Y bien que me probó. Lo primero que hizo fue
darme una azada y enviarme al huerto a cavar mañana y tarde. En vista de que
resistía, me mandó como ayudante del limosnero para que cargara con la alforja,
a ver si aguantaba las caminatas bajo el sol y la lluvia. Y las aguanté. Por
último, no se le ocurrió otra cosa que nombrarme enfermero para que atendiera a
un fraile tuberculoso. Parece que no lo hice del todo mal, pues tanto el
enfermo como el maestro de novicios se ufanaban, cuando ya eran viejos, de
haberme tenido como enfermero y como novicio.

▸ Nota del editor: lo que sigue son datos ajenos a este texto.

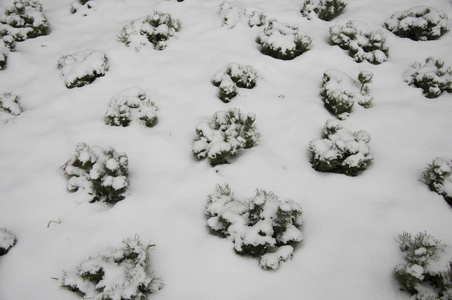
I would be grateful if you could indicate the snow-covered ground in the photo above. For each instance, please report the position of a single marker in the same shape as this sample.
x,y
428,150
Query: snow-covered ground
x,y
349,223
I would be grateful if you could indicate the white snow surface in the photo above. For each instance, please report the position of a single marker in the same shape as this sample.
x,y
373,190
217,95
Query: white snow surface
x,y
348,251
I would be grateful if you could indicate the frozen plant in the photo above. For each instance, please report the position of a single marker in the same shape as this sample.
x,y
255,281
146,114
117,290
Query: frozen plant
x,y
81,68
7,240
225,136
101,173
340,150
131,104
262,226
232,77
420,23
152,30
361,41
339,92
324,9
24,20
283,41
434,77
416,275
438,177
116,274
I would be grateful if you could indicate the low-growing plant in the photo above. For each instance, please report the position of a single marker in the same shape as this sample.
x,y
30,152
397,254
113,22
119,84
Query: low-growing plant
x,y
81,68
415,275
7,241
283,41
324,9
361,41
420,23
152,30
225,136
131,104
117,274
434,77
232,77
262,226
101,173
339,92
438,177
340,150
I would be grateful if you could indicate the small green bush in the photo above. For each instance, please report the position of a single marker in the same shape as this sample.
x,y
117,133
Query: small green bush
x,y
116,274
262,226
102,173
225,136
434,77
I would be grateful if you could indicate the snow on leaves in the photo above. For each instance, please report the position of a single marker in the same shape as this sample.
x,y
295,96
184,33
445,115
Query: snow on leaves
x,y
262,226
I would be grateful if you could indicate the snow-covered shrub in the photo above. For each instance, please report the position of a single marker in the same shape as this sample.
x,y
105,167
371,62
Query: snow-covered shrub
x,y
262,226
340,92
83,67
24,20
438,177
232,77
225,136
283,41
116,274
434,77
153,30
131,104
420,23
361,41
415,275
7,240
102,173
324,9
340,150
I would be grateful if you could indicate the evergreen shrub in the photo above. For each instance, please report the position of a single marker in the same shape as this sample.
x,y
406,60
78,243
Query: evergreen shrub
x,y
101,173
434,77
115,274
438,177
340,150
225,136
81,68
339,92
7,241
283,41
131,104
153,30
324,9
416,275
262,226
361,41
420,23
232,77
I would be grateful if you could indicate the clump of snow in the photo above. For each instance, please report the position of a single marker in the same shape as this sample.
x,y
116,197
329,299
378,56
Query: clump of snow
x,y
225,136
152,30
434,77
361,41
101,173
7,240
340,92
324,9
262,226
131,104
24,20
81,68
232,77
283,41
340,150
420,23
116,274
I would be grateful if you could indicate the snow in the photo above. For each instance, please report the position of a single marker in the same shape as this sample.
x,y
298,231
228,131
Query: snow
x,y
349,223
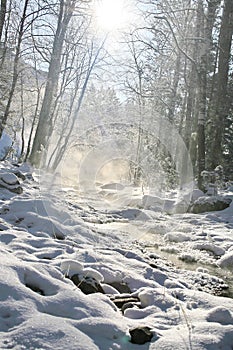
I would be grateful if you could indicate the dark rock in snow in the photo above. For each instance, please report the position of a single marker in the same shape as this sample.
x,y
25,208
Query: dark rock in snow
x,y
88,285
206,204
140,335
120,286
10,182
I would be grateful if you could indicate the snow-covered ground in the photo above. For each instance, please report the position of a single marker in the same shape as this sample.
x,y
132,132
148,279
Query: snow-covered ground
x,y
47,237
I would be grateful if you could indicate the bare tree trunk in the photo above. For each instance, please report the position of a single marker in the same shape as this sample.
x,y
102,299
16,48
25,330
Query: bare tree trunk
x,y
221,105
202,85
62,146
44,125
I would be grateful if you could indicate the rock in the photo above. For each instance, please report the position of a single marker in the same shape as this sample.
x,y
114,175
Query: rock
x,y
220,314
9,178
11,182
120,301
206,204
113,186
88,285
20,175
140,335
120,286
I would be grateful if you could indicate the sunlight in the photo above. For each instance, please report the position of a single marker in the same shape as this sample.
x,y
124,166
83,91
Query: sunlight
x,y
111,15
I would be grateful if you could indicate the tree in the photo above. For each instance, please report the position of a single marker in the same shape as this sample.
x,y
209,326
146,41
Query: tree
x,y
2,16
15,67
220,105
66,9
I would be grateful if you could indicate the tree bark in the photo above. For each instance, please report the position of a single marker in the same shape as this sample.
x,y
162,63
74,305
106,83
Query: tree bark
x,y
2,16
220,103
44,125
4,118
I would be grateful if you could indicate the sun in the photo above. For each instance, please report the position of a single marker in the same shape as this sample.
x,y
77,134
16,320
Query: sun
x,y
111,15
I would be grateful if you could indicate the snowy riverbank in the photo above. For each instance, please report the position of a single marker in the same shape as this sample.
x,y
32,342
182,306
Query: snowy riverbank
x,y
43,241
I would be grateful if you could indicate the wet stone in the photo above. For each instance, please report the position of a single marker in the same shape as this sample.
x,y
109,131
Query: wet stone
x,y
140,335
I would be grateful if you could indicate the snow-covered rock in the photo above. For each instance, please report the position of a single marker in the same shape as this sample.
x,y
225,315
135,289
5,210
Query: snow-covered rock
x,y
220,314
71,267
226,260
206,204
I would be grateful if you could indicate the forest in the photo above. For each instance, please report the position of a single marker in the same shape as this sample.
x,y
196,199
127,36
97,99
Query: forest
x,y
66,70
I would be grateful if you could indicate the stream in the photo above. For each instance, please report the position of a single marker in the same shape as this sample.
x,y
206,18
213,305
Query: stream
x,y
151,245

Una vez profesé me enviaron por distintos
conventos, hasta que recalé en Orvieto. Allí estuve durante cuarenta años de
limosnero; es decir, toda mi vida, pues sólo me llevaron a Roma para morir.
Durante los cincuenta años que estuve con los
frailes hice de todo menos de zapatero, que era mi profesión. Fui cocinero,
enfermero, hortelano y limosnero; y es que yo no era una bestia para estar en
la sombra, sino al fuego y al sol; es decir, que debía estar o en la cocina o
en la huerta. Sin embargo la mayoría de mi vida se quemó buscando comida para
los frailes y atendiendo las necesidades de la gente.
Pidiendo pan y dando cariño
Lo primero que hacía antes de salir del convento
era cantar el Ave, maris stella; después, rosario en mano, me dirigía
a la limosna, que, de ordinario, solía hacer pronto. Para ahorrar tiempo le
pedía antes al cocinero qué necesitaba, y así me limitaba a pedir solamente lo
necesario.
Como había muchos pobres, procuraba dirigir las
limosnas que sobraban a una casa del pueblo para que desde allí se
redistribuyeran; así satisfacía la solidaridad de los pudientes y la necesidad
de los pobres.
Tan convencido estaba de que gran parte de la
miseria proviene de la injusticia, que no me podía contener ante los abusos de
los patronos para con los trabajadores. Cuando alguno tenía que venir al
convento procuraba que lo trataran bien, porque al trabajo hay que ir de buena
gana.
Una vez que un defraudador me pidió que rogara
por su salud, le contesté que cuando pagase lo que debía a sus acreedores y a
su servidumbre entonces pediría a la Virgen que lo curara. Y es que me gustaba
visitar a los enfermos y encarcelados; no sólo para darles buenos consejos sino
para remediarles, en la medida de mis posibilidades, sus necesidades.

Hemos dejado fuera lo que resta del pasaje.